1. YAZARLAR

  2. Yılmaz Çakır

  3. Kapatma Tehdidi ve RP'nin Savunması

Kapatma Tehdidi ve RP'nin Savunması

Kasım 1997A+A-

Öteden beri ülkeyi "özel çiftlik" anlayışıyla yönetmeye alışmış asker-sivil bir grup seçkinin farklı seslere tahammülsüzlüğü, bilinen bir gerçektir. RP'yi kapatma girişimleri de bu yaklaşımın en son halkasını oluşturmaktadır.

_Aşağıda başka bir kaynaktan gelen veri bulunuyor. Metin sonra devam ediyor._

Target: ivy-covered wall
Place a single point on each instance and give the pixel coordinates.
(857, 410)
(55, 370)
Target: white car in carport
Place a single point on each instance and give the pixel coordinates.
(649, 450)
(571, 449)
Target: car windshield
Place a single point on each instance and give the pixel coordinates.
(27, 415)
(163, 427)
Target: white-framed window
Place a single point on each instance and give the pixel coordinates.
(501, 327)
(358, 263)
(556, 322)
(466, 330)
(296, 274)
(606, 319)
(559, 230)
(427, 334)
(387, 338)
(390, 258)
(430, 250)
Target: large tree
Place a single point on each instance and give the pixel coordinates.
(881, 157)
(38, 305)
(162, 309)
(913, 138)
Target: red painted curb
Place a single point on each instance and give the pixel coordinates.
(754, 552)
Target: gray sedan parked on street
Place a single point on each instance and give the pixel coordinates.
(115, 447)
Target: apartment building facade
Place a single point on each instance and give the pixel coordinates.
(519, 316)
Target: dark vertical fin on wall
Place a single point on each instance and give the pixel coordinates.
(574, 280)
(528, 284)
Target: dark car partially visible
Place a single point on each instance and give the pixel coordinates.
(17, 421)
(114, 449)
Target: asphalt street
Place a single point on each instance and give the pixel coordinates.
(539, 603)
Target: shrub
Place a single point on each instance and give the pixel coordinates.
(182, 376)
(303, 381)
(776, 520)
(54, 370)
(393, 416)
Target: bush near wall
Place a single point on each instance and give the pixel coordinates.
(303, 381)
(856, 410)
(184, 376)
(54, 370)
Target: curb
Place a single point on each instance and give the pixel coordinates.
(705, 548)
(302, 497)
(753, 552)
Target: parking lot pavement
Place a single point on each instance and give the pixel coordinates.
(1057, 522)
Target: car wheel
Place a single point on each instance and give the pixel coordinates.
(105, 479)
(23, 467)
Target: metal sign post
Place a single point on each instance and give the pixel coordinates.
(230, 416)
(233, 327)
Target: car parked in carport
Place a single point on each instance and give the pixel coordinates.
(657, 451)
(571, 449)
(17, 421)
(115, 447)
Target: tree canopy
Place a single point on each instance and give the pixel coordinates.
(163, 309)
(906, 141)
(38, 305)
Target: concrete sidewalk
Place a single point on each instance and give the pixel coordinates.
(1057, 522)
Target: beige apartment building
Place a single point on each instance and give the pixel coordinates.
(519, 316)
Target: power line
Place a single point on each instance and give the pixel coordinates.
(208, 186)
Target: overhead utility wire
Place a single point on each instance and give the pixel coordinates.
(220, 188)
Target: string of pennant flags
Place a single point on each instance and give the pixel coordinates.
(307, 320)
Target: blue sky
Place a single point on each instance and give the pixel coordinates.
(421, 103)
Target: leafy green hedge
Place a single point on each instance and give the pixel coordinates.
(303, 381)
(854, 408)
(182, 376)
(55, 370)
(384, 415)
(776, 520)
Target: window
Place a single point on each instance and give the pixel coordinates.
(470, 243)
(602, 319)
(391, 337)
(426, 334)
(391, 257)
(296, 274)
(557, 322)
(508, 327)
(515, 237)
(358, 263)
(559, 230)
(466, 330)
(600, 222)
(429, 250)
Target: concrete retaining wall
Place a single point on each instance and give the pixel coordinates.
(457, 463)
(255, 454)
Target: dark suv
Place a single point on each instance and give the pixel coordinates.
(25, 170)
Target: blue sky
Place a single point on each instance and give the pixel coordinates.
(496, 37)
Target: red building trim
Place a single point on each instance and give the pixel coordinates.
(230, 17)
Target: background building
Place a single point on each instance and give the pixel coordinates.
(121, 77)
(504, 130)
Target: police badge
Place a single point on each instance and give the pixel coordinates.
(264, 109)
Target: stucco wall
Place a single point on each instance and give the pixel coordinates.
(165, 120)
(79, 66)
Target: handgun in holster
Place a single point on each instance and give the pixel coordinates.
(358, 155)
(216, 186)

Güdümlü Serbest Cumhuriyet Fırkası'ndan Terakkiperver Fırkası'na, Demokrat Parti'sinden MNP'ye ve DEP'e kadar uzanan ve hatta gerektiğinde ihtilal yapmak suretiyle birkaç defa tüm partileri kapatan, silah zoruyla Meclis'i ve anayasayı işlevsiz hale getiren egemenlerin şimdilerdeki yeni hedefi RP'dir

Farklı seslere ve renklere hiç alışık olmayan, muhalefet olacaksa bile onun da kendilerine bağlı, göstermelik bir oluşum olmasını (SCF Örneğinde olduğu gibi) arzulayanların ortaya koydukları tepkileri ve refleksleri anlamak güç olmasa gerektir. "Ülkeye komünizm gelecekse dahi, bunu biz getiririz" anlayışında tezahür eden "biz", egemenlerin kendileriyle diğerlerini nasıl ve nerede gördükleriyle ilgili güzel bir açılım sunmaktadır. Sistemin sahiplerince İslam için de aynı yaklaşımın geçerli olduğu ortadadır. Ne yönde olursa olsun, değişim gerekiyorsa, ona karar verecek ve yapacak olanlar da biz olmalıyız, bize sorulmadan, bizim isteğimiz, rızamız olmadan hiçbir şey olmaz diyenlerin ülke tasavvurlarını "özel mülk" ifadesi yeterince açıklıyor olmalı. Egemenlerin, kendileri dışında kalanların değişim tepkilerini adeta "haneye tecavüz" gibi karşılamalarının gerisinde bu sahipleniş psikolojisi yatmaktadır.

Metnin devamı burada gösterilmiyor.